Book Review: Miss Morgan’s Book Brigade

Publisher: Simon and Schuster Canada, May 7, 2024

Format: Paperback

Pages: 318

Rating: 3/5 stars

Summary (From Goodreads):

The New York Times and internationally bestselling author of the “captivating, richly drawn” (Woman’s WorldThe Paris Library returns with a brilliant new novel based on the true story of Jessie Carson—the American librarian who changed the literary landscape of France.

1918: As the Great War rages, Jessie Carson takes a leave of absence from the New York Public Library to work for the American Committee for Devastated France. Founded by millionaire Anne Morgan, this group of international women help rebuild devastated French communities just miles from the front. Upon arrival, Jessie strives to establish something that the French have never seen—children’s libraries. She turns ambulances into bookmobiles and trains the first French female librarians. Then she disappears.
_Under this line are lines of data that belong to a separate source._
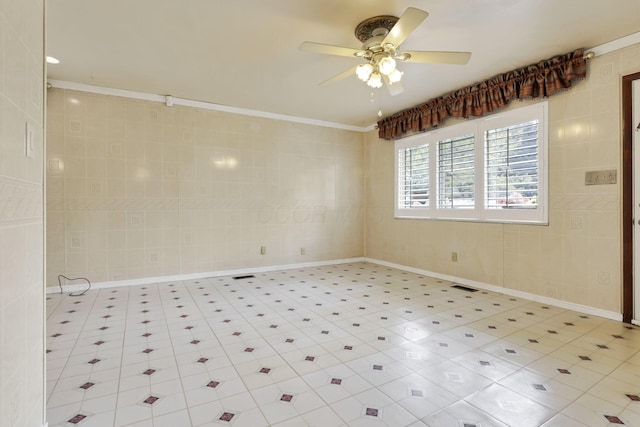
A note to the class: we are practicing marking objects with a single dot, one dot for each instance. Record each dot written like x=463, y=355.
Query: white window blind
x=489, y=169
x=512, y=166
x=456, y=165
x=413, y=179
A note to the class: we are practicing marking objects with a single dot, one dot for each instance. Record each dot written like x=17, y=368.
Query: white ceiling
x=244, y=53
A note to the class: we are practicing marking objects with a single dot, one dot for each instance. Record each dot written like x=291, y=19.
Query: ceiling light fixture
x=380, y=66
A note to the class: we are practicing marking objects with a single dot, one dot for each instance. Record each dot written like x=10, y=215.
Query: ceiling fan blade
x=408, y=22
x=348, y=73
x=327, y=49
x=394, y=88
x=439, y=57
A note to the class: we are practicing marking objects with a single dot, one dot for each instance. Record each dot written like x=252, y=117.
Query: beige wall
x=137, y=189
x=577, y=258
x=21, y=214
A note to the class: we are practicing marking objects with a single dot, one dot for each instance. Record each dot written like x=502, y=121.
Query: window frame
x=478, y=127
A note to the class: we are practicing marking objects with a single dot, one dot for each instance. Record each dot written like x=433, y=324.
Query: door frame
x=627, y=196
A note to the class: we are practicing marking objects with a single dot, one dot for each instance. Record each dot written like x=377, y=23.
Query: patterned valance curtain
x=534, y=81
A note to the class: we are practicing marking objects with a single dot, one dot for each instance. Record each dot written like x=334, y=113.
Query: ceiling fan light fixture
x=387, y=65
x=363, y=71
x=395, y=76
x=375, y=81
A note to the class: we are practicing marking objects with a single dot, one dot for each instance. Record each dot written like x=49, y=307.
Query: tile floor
x=345, y=345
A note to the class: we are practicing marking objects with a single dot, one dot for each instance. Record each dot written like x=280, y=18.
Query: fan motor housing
x=377, y=26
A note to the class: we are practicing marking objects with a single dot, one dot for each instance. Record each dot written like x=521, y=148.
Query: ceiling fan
x=381, y=37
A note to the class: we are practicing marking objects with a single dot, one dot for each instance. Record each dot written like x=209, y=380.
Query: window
x=488, y=169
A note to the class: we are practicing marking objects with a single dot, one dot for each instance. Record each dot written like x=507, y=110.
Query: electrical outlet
x=601, y=177
x=604, y=278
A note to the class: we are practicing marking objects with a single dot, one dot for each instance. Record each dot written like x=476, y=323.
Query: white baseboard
x=502, y=290
x=195, y=276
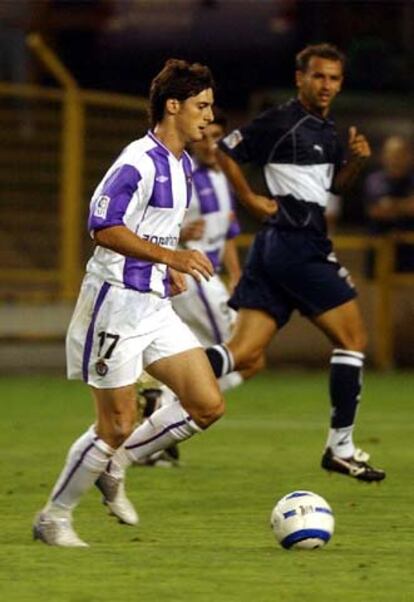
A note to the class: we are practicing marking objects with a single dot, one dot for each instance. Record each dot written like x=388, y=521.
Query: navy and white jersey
x=299, y=152
x=148, y=190
x=214, y=201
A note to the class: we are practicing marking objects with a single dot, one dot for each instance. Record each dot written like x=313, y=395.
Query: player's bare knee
x=205, y=416
x=355, y=341
x=117, y=430
x=248, y=360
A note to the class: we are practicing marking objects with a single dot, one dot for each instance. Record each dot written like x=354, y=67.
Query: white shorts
x=115, y=333
x=203, y=307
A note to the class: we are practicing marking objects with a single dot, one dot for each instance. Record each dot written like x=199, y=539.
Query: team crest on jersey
x=233, y=139
x=101, y=206
x=101, y=367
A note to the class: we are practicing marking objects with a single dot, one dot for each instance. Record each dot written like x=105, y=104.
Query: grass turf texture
x=204, y=533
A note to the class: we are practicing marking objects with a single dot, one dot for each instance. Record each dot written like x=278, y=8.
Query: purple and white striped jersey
x=214, y=201
x=148, y=190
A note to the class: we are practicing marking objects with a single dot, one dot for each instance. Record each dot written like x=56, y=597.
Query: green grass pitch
x=204, y=534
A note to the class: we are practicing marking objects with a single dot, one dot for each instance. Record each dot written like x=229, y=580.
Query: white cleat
x=56, y=531
x=116, y=499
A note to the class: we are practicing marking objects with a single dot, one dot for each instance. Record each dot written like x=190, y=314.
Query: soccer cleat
x=357, y=466
x=56, y=531
x=115, y=498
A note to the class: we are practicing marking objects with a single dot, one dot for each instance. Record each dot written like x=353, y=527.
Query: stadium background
x=204, y=534
x=74, y=79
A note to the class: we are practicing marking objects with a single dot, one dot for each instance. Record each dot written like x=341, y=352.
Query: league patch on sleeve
x=101, y=206
x=233, y=139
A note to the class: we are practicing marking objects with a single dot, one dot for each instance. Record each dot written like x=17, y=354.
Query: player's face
x=194, y=115
x=319, y=84
x=205, y=150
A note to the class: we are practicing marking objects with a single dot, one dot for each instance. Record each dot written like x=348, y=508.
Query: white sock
x=230, y=381
x=341, y=442
x=170, y=424
x=86, y=460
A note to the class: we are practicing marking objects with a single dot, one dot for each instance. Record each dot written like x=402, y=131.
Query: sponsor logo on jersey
x=233, y=139
x=162, y=179
x=164, y=241
x=101, y=206
x=205, y=191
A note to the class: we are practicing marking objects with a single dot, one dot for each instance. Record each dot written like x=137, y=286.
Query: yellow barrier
x=78, y=170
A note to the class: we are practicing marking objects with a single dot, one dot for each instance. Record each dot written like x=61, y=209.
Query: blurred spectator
x=389, y=197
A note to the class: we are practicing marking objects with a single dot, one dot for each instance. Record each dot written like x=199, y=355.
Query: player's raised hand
x=192, y=262
x=177, y=282
x=358, y=145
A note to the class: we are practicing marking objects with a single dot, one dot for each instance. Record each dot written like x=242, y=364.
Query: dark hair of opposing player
x=323, y=51
x=179, y=80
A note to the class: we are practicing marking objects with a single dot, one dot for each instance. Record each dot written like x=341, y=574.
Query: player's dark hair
x=323, y=51
x=179, y=80
x=220, y=118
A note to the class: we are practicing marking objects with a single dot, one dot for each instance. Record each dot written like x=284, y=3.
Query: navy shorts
x=292, y=269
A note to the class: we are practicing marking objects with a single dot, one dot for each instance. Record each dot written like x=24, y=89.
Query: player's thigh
x=344, y=326
x=252, y=333
x=203, y=307
x=108, y=333
x=116, y=411
x=190, y=376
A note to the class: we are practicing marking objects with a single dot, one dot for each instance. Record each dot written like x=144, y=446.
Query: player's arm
x=359, y=151
x=122, y=240
x=260, y=206
x=231, y=263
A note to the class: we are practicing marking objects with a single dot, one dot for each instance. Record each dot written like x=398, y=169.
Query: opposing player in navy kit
x=123, y=321
x=291, y=265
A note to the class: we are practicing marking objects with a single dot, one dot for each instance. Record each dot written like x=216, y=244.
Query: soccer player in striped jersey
x=291, y=265
x=123, y=321
x=211, y=227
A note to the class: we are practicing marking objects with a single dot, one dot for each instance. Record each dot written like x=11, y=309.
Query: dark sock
x=345, y=386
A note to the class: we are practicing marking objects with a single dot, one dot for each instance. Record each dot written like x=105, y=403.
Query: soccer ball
x=302, y=519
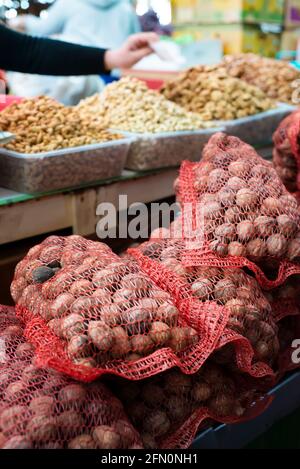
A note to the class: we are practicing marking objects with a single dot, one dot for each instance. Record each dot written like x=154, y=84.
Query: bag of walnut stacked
x=286, y=154
x=42, y=409
x=237, y=212
x=89, y=312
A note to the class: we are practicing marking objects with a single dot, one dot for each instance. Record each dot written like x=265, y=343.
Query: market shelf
x=286, y=401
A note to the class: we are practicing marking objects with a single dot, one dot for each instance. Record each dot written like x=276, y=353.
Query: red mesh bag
x=42, y=409
x=226, y=301
x=286, y=154
x=169, y=409
x=89, y=312
x=237, y=212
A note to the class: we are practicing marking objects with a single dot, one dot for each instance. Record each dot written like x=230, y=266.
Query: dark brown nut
x=236, y=184
x=219, y=247
x=276, y=245
x=72, y=396
x=203, y=289
x=71, y=325
x=256, y=248
x=294, y=250
x=265, y=226
x=82, y=442
x=31, y=266
x=17, y=287
x=107, y=437
x=42, y=429
x=236, y=249
x=24, y=351
x=79, y=347
x=142, y=344
x=157, y=423
x=201, y=183
x=287, y=226
x=100, y=335
x=217, y=179
x=50, y=254
x=18, y=442
x=69, y=422
x=133, y=357
x=212, y=210
x=61, y=305
x=246, y=198
x=239, y=168
x=42, y=274
x=137, y=321
x=43, y=405
x=245, y=230
x=201, y=392
x=168, y=314
x=81, y=288
x=237, y=307
x=222, y=405
x=160, y=333
x=232, y=215
x=15, y=390
x=226, y=231
x=13, y=419
x=272, y=207
x=121, y=346
x=225, y=290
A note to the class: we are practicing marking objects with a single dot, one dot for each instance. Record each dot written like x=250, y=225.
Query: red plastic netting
x=236, y=212
x=286, y=154
x=42, y=409
x=227, y=299
x=168, y=410
x=89, y=313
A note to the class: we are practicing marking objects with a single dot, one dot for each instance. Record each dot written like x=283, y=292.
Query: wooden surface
x=24, y=216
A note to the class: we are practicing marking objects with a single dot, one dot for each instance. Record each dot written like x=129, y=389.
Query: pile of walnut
x=130, y=106
x=274, y=77
x=100, y=305
x=44, y=125
x=214, y=95
x=246, y=209
x=41, y=409
x=250, y=311
x=284, y=158
x=158, y=407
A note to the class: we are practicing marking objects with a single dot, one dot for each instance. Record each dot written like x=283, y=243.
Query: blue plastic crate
x=286, y=401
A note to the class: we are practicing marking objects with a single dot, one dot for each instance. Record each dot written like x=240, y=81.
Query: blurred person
x=27, y=54
x=99, y=23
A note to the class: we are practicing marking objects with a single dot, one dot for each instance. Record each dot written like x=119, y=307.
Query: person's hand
x=132, y=51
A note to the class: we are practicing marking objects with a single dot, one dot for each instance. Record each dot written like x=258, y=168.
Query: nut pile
x=159, y=406
x=130, y=106
x=41, y=409
x=214, y=95
x=101, y=306
x=284, y=155
x=44, y=125
x=246, y=210
x=274, y=77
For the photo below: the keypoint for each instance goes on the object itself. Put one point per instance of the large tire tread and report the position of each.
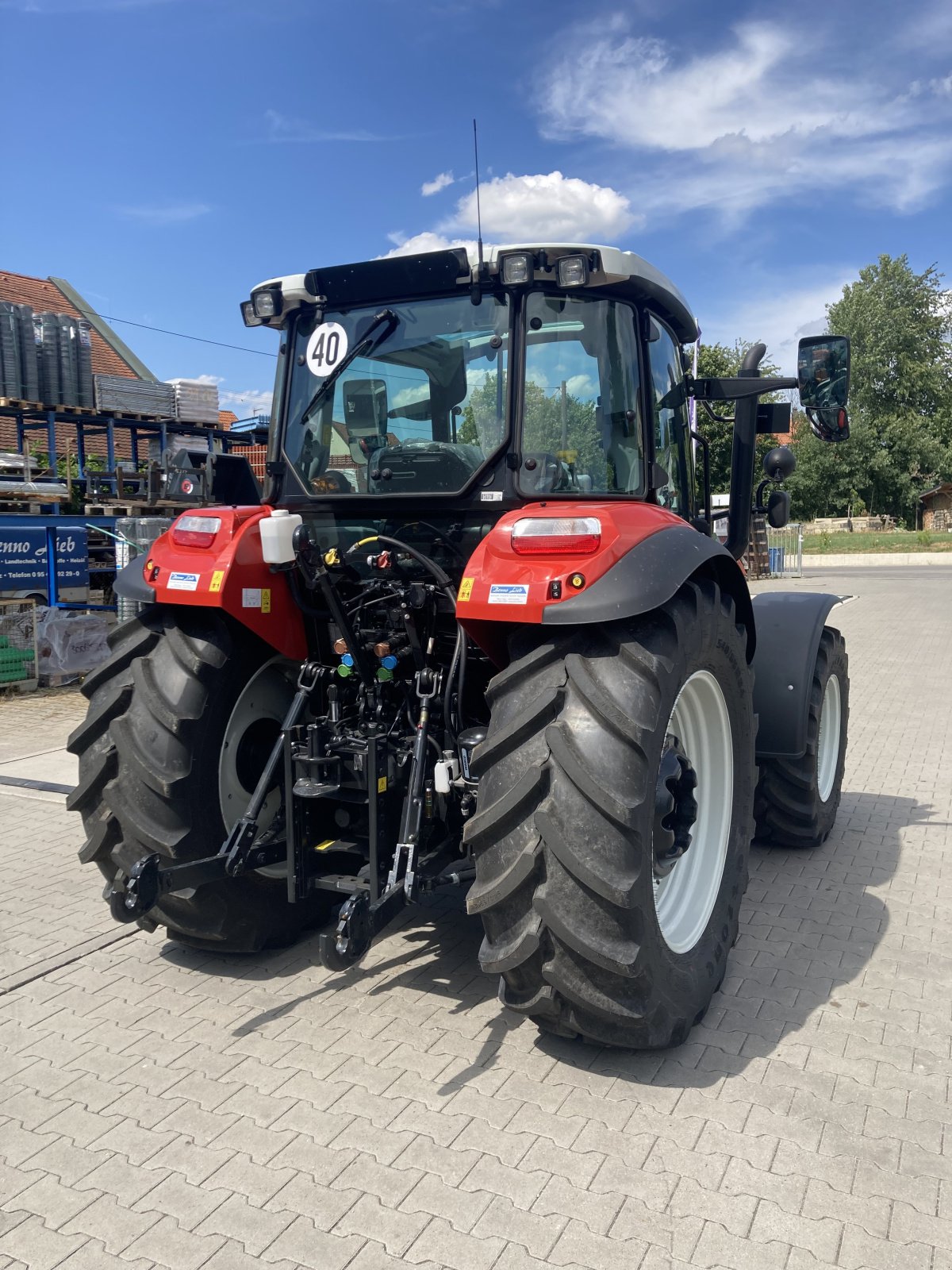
(787, 806)
(140, 749)
(560, 845)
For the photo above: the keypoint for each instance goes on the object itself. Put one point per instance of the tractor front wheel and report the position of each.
(615, 819)
(181, 722)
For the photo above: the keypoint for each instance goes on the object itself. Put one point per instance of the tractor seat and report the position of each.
(423, 468)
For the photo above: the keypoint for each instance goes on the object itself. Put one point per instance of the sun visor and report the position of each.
(390, 279)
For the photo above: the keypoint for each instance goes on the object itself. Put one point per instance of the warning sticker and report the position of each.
(327, 348)
(509, 594)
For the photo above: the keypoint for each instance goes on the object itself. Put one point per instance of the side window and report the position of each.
(674, 459)
(582, 427)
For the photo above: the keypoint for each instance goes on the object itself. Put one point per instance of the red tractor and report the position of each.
(479, 632)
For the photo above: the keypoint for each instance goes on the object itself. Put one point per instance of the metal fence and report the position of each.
(786, 552)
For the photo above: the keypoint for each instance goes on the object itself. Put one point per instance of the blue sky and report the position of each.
(758, 154)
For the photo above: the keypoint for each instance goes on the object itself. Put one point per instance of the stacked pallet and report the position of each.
(122, 394)
(196, 402)
(44, 357)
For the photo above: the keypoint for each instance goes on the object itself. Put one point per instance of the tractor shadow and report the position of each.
(810, 925)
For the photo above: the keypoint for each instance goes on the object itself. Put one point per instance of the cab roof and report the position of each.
(431, 272)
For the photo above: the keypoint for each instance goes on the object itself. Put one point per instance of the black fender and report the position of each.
(131, 584)
(789, 629)
(647, 577)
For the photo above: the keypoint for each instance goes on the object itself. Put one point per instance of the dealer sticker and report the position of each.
(327, 348)
(509, 594)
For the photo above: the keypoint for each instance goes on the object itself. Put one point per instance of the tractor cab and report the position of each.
(549, 372)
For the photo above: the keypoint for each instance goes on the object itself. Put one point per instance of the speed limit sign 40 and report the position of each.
(327, 348)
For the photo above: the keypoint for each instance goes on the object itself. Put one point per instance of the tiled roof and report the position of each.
(44, 296)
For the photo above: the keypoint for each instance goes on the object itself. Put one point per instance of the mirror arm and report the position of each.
(712, 414)
(739, 387)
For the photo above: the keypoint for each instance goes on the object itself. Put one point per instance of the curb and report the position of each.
(881, 559)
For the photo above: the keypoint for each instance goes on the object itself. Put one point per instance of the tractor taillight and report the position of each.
(194, 531)
(562, 535)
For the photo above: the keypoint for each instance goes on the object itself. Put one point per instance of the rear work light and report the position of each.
(562, 535)
(194, 531)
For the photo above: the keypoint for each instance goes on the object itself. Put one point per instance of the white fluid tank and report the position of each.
(277, 537)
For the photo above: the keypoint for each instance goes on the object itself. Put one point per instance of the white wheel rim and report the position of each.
(266, 696)
(828, 741)
(685, 899)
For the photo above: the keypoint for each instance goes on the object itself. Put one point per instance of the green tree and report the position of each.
(715, 361)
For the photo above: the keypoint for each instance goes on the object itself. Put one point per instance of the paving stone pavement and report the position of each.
(168, 1108)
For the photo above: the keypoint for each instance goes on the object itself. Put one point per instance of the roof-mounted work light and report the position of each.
(267, 304)
(573, 271)
(517, 268)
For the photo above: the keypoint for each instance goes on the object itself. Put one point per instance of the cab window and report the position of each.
(673, 476)
(581, 418)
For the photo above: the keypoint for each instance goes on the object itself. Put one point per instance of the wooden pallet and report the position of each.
(118, 508)
(83, 412)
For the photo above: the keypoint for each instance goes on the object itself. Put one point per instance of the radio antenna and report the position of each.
(479, 214)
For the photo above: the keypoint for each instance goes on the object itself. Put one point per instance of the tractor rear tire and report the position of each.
(797, 798)
(565, 835)
(149, 772)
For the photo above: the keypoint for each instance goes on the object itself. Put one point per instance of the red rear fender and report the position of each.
(230, 575)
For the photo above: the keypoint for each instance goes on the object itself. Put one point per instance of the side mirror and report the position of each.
(365, 408)
(823, 372)
(778, 510)
(780, 463)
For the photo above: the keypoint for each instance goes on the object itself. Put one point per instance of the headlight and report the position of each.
(573, 271)
(517, 268)
(562, 535)
(267, 304)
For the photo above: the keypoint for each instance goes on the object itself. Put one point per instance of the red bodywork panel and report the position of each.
(230, 575)
(486, 613)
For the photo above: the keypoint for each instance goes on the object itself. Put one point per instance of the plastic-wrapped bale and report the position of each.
(50, 385)
(10, 375)
(84, 364)
(196, 402)
(127, 395)
(69, 360)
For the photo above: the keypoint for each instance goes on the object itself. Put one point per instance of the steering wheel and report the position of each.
(546, 475)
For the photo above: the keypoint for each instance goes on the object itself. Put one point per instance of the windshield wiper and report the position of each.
(363, 346)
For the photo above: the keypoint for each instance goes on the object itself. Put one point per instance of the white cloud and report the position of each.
(777, 315)
(545, 209)
(159, 215)
(247, 403)
(440, 182)
(772, 112)
(427, 241)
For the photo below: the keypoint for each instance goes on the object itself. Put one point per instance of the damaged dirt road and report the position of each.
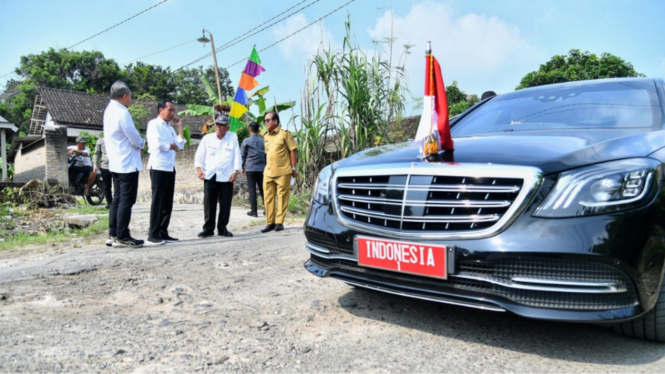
(246, 304)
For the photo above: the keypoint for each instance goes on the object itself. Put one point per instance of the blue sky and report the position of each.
(482, 44)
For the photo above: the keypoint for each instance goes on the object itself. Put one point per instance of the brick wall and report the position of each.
(56, 156)
(188, 187)
(29, 164)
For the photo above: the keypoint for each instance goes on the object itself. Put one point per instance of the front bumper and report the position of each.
(619, 250)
1987: When NYPL librarian and aspiring writer Wendy Peterson stumbles across a passing reference to Jessie Carson in the archives, she becomes consumed with learning her fate. In her obsessive research, she discovers that she and the elusive librarian have more in common than their work at New York’s famed library, but she has no idea their paths will converge in surprising ways across time.

My Review:

Thank you Simon and Schuster Canada for the copy of this book.

Read if you like: dual timelines/perspectives, WW1 fiction

The book goes back and forth between Jessie, a young librarian who goes to France during WW1 to help rebuild the countryside, and Wendy in 1987, a librarian who comes across a mention of Jessie.

I loved the idea of this book, but it was very slow paced and I struggled to get into it. The dual timeline also wasn’t my favourite. I really wanted to love it but I struggled!